To this day, an itinerant community known informally as the “Creekers” remains in Topanga Canyon, whose members live in encampments along a stream in the hills behind the defunct Topanga Ranch Motel. He is living an extraordinary life. Residents market on horseback at Topanga Creek General Store. Some naturists hike the canyon trails wearing nothing but sun hats and sneakers.
Of course, this was before the wildfires.
On the first day of the Palisades fire, the Reel Inn, the popular Malibu fish restaurant opened by Teddy and Andy Leonard in 1986 at the base of Topanga Canyon, was gone. Also gone is the bustling Thai restaurant Cholada. Its takeout was a staple of coastal dining and a source of catering for art world heavyweights who regularly traveled to Los Angeles for the annual Frieze Art Fair. Topanga Ranch Motel, a bungalow-style motel complex built by William Randolph Hearst in 1929 to house railroad workers, and Malibu Feed, a remnant from the days when this stretch of California coast was still largely farmland. The bottle also disappeared.
Entire hillsides and washes were reduced to ashes, and by late that afternoon, so was the stretch of improbable multimillion-dollar homes along the Pacific Coast Highway, where the canyon meets the water.

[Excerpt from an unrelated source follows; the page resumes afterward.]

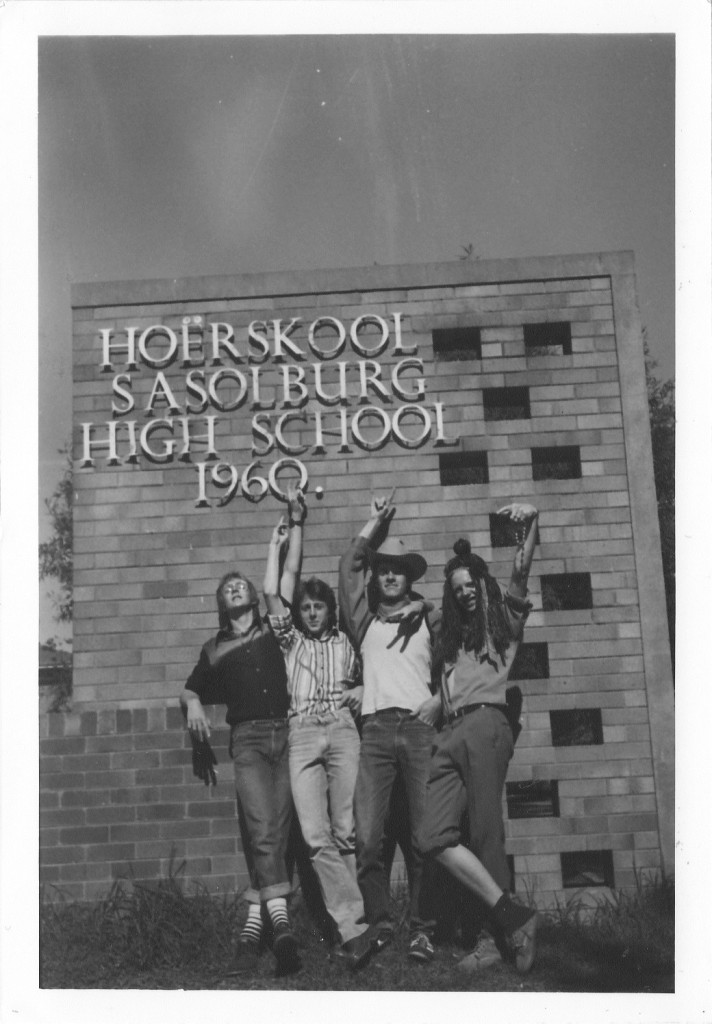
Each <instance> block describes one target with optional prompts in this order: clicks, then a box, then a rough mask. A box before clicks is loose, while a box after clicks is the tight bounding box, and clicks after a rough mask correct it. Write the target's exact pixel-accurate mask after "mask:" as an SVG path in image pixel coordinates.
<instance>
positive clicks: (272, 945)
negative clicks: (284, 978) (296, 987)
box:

“If you want to use the word surreal, it was surreal,” Mele said of the devastation.
Almost miraculously, given the destruction surrounding the area, the fire did not reach Teatricum Botanicum, and a dining table was placed on the stone terrace by the stream, and the gift shop was stocked with merchandise. The Inn of the Seventh Ray was unharmed. Crystals and mystical arcana.
“So far, Topanga has been largely spared,” actress Wendy Malick said by phone from her ranch on a ridge above Topanga.
“The wind was in our favor,” she added. “However, we are not out of the woods yet. Things can change in an instant.”
And indeed, cyclonic winds — some of the most ferocious, Biblical winds in memory — began blowing again on Monday.
“The fire didn't come to us last week,” said French-American designer Nick Fouquet. His Western-style hats are worn by celebrities such as Tom Brady, Rihanna, J. Balvin, and LeBron James. When the first warnings sounded last week, Mr. Fouquet ran up the coast from his headquarters in Venice to the topanga geodesic dome he calls home, enlisting the help of local residents to drain pools and repair homes and buildings. was soaked with water. Surroundings.
Fouquet said the scene was being repeated across the valley, and neighbors were tasked with “house triage” to put out small burns before they became larger. Early video of the fire, which Fouquet sent to this reporter, showed bright red flames covering a ridge less than 400 meters from the property line. “The wind, the firefighters, a myriad of factors were on our side,” Fouquet said.
Among these factors are continued evictions despite evacuation orders, and the fact that wildfires, earthquakes, mudslides, and rockfalls have continued consistently over the decades as they visit the canyon. As before, there was a close-knit community triage effort that continued to act despite evacuation orders. A seismically unstable coastal desert on the edge of a continent.
“Topanga always felt like the ugly stepchild that no one cared about,” Fouquet said, acknowledging her role in her current reprieve from both the firefighters and fate. “We're used to doing things ourselves.”